In the past, most people didn’t earn a significant income until well into their 40s or 50s. However, today we have plenty of young entrepreneurs who have made millions before becoming middle-aged, thanks to the tech industry.

Oftentimes, these individuals are coming into extreme wealth before getting married or starting a family, which makes developing an estate plan all the more important, especially if they want to incorporate charitable giving.

A certified financial planner told Reuters that some wealthy young people question whether they need an estate plan until he tells them that their money will go to the state if they die without one. That usually gets them to take action, he said.

And while no one likes talking about their own death — especially at a young age — an estate planning specialist with Charles Schwab told Reuters that an estate plan is necessary for anyone with $100,000 or more who doesn’t want the probate court to decide what should happen to their assets when they go.

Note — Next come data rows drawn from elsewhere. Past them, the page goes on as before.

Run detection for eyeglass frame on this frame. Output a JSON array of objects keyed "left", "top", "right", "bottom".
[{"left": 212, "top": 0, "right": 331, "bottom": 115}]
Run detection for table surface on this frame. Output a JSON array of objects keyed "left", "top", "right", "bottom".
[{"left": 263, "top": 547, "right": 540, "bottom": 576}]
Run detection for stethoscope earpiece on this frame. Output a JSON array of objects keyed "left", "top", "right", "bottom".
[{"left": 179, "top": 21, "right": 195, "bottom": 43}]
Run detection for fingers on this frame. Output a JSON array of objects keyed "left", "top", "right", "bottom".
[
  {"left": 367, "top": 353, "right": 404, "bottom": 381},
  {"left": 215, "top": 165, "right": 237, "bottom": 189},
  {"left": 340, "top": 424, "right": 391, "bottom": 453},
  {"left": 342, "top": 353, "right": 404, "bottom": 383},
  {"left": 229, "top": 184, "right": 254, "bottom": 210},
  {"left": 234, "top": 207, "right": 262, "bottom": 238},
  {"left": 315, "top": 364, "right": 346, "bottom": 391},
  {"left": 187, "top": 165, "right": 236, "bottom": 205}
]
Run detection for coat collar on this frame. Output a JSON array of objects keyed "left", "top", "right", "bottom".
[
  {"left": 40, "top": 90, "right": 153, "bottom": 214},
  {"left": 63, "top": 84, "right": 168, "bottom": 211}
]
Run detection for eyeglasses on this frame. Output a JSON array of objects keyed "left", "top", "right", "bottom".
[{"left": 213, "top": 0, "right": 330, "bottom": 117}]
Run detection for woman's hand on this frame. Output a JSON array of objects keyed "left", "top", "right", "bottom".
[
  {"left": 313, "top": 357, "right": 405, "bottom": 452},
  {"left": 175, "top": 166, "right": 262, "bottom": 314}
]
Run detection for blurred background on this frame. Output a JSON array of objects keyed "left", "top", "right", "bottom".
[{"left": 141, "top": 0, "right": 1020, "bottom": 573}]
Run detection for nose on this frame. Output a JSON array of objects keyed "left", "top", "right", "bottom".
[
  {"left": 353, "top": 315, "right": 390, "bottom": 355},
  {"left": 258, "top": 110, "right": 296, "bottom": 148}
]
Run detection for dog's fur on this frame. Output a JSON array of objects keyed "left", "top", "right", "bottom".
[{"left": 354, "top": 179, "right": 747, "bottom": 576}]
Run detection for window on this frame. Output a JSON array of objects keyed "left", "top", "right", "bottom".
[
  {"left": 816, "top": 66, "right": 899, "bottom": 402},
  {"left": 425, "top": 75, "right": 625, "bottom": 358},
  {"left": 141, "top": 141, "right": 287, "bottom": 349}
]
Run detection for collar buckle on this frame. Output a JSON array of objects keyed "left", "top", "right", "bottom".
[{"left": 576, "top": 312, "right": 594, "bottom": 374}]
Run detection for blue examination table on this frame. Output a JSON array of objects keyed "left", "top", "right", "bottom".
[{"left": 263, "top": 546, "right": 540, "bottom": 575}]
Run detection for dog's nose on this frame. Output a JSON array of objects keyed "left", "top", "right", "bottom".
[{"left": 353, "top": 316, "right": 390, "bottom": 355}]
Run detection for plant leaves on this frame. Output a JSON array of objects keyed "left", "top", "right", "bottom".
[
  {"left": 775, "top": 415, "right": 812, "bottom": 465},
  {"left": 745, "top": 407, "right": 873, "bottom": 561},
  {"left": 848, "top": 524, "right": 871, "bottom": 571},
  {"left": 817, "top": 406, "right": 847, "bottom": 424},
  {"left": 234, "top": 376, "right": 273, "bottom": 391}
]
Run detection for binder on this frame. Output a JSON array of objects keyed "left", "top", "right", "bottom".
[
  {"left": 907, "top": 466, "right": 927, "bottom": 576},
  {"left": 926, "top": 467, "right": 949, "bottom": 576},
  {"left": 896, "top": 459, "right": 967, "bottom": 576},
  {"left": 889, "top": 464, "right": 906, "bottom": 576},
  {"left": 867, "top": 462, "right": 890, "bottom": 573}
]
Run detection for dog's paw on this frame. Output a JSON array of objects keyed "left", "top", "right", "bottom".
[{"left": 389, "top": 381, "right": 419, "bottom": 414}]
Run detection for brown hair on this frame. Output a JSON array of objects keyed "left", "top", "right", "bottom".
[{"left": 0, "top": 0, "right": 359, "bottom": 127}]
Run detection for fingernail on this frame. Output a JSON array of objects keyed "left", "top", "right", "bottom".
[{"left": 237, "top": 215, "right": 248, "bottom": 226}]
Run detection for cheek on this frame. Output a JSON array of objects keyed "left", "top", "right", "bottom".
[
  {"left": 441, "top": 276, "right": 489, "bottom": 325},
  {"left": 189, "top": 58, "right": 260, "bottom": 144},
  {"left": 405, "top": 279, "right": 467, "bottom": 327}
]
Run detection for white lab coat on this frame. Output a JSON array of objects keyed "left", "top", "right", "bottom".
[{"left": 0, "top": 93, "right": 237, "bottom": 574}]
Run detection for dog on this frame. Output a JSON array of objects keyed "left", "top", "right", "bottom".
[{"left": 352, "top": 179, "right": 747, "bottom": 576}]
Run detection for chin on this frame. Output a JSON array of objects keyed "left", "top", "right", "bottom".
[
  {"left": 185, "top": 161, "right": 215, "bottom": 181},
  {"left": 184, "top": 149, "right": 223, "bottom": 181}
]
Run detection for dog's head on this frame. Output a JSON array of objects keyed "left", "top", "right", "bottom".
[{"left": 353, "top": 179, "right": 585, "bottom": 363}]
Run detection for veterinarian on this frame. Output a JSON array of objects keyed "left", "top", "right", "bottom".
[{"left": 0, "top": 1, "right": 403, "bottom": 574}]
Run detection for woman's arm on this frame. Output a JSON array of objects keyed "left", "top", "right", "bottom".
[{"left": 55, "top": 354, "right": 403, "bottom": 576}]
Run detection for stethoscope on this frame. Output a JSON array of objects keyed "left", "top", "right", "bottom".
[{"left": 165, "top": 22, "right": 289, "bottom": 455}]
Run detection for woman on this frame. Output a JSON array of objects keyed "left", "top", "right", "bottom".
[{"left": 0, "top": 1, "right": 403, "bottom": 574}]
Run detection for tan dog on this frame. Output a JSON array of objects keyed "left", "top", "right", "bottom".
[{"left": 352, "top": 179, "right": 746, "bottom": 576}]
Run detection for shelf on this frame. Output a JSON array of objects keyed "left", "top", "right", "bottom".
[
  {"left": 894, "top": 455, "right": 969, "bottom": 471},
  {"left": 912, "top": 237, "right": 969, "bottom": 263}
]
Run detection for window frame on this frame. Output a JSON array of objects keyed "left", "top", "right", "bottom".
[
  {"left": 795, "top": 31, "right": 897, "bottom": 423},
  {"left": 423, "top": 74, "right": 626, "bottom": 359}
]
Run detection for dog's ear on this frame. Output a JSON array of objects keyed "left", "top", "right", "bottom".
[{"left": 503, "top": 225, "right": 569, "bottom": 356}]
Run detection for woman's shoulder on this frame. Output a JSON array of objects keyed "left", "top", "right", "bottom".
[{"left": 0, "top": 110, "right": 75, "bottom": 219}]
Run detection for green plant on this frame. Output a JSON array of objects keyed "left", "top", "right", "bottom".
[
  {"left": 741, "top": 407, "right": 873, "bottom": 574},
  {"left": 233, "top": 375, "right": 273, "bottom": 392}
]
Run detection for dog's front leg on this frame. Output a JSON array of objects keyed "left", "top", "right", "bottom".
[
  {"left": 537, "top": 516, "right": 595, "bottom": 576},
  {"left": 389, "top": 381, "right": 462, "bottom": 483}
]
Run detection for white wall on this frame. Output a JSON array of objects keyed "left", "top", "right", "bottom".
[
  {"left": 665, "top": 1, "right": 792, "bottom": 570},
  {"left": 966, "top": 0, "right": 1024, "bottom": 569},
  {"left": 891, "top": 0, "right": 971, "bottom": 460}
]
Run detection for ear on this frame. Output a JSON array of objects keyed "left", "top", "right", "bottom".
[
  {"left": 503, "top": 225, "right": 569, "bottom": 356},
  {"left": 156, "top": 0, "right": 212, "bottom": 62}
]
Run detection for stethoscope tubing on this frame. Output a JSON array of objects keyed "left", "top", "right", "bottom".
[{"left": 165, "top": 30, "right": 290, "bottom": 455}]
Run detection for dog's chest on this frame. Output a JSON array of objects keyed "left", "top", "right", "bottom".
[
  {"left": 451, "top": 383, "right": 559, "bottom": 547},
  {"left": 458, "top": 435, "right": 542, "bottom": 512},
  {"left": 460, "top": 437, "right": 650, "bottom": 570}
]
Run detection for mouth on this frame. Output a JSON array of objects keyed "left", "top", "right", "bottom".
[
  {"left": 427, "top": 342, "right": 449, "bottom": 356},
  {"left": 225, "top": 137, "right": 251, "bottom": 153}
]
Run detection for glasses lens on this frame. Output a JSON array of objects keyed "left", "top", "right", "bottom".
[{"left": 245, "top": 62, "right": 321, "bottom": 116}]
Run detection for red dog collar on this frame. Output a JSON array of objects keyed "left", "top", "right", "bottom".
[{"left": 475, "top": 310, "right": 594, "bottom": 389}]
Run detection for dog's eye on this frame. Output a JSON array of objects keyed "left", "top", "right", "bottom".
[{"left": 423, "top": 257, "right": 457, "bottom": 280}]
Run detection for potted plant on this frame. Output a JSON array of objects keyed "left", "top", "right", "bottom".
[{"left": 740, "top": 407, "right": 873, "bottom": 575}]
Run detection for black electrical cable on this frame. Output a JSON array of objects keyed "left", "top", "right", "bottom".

Reuters reported that that many well-off younger folks who want to make large contributions to charity often take advantage of something called a donor-advised fund. It is offered by many brokerage firms and charitable foundations and is similar to a mutual fund in that it offers flexibility for giving later on.

This option also results in an immediate tax benefit instead of waiting until the donation is actually granted to the charity. A 37-year-old software engineer said he chose to create a donor-advised fund because it will allow him to “give a more impactful amount of money” years down the road.

Ultimately, no matter how old you may be or where you would like your money to go when you’re no longer around, an estate plan can help make sure that your wishes are met when the time eventually comes.